In 2001, the American Medical Association (AMA) reported
fewer than 50 active fellows at 52 institutions in
the United States [Table 1].1
The failure to translate the increased numbers of
residents in anesthesiology programs into increased
numbers of fellows in CCM can be attributed to both
residents and programs. The perspectives of CCM that
residents-in-training receive are often tainted by
misrepresentation, misinformation and miscommunication.
Clearly, a better dialogue between programs and residents
is needed.
Many residents’ concerns are unrelated to a
specific fellowship, per se. An important issue is
the financial situation of the graduating anesthesiologist.
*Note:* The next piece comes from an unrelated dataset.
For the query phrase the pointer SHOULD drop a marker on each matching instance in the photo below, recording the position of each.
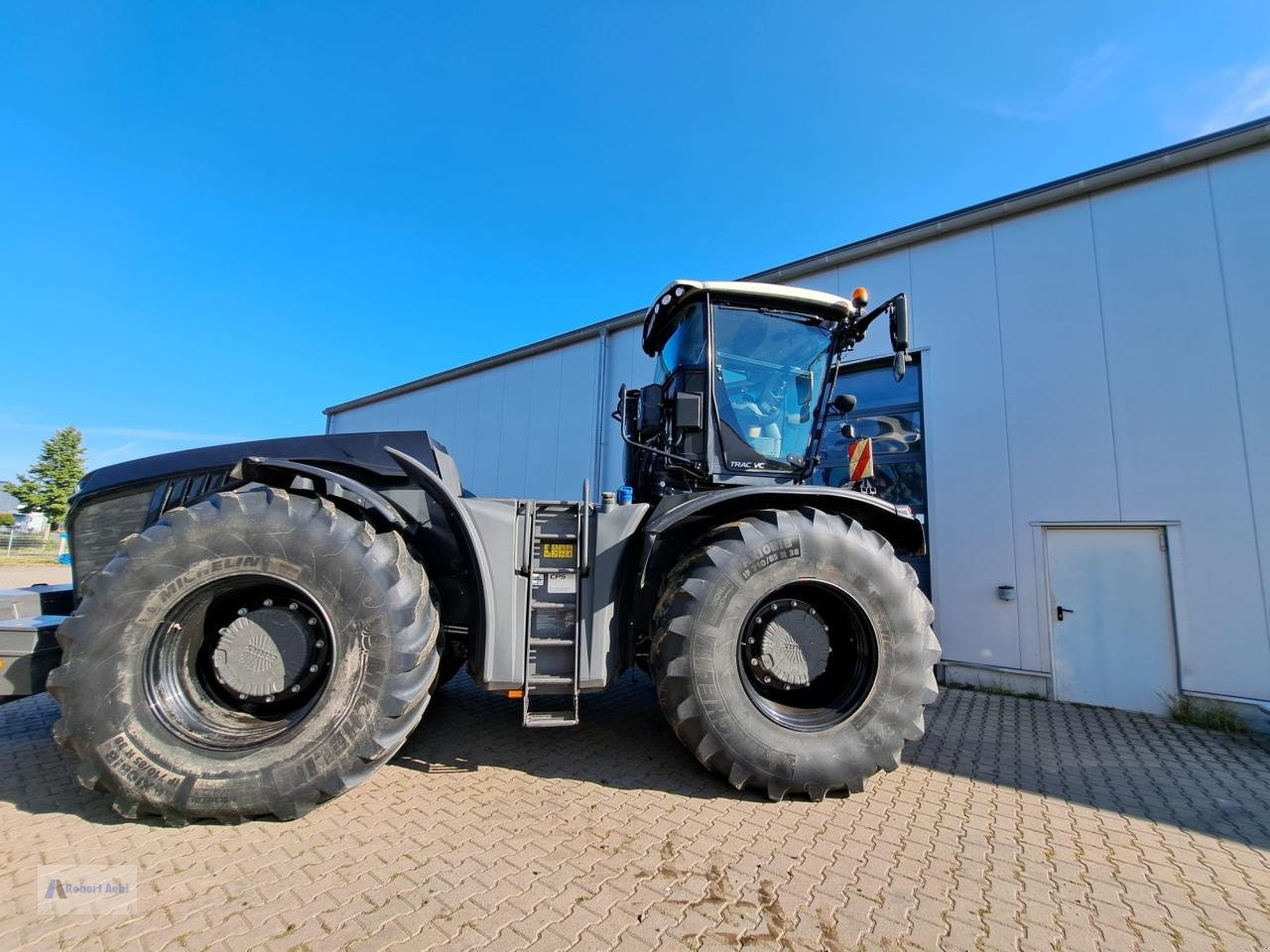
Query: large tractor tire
(793, 653)
(254, 654)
With an average compensation of $43,040 during a CCM
fellowship,1 many simply
cannot afford another year of training — there
are families to support and student loans to pay.
In a lucrative job market, the decision for a job
and against a fellowship is often an easy one. In
addition, the aggressive pursuit of residents by private
practices in order to satisfy staffing needs does
not help the academic cause. Residents who promise
that they will come back for a fellowship after a
year of work to ease the financial burden have little
incentive to do so.
Measures to improve a potential fellow’s financial
situation may increase the possibility of residents
entering additional training. Intradepartmental moonlighting
opportunities coordinated with the individual’s
schedule might be difficult to achieve given the busy
work hours of a critical care fellow but should definitely
be considered. Fellows in critical care are typically
eager to maintain their intraoperative skills and
competitive compensation, as staffing intraoperative
adult cases may help to narrow the compensation gap.
Alternatively, subsidized housing and assistance with
child care might be considered to offer a more substantial
package and ease financial concerns of applicants.
Even if a resident chooses to pursue another year
of training, CCM is an “outsider” among
anesthesiology subspecialty fellowships. Why is that?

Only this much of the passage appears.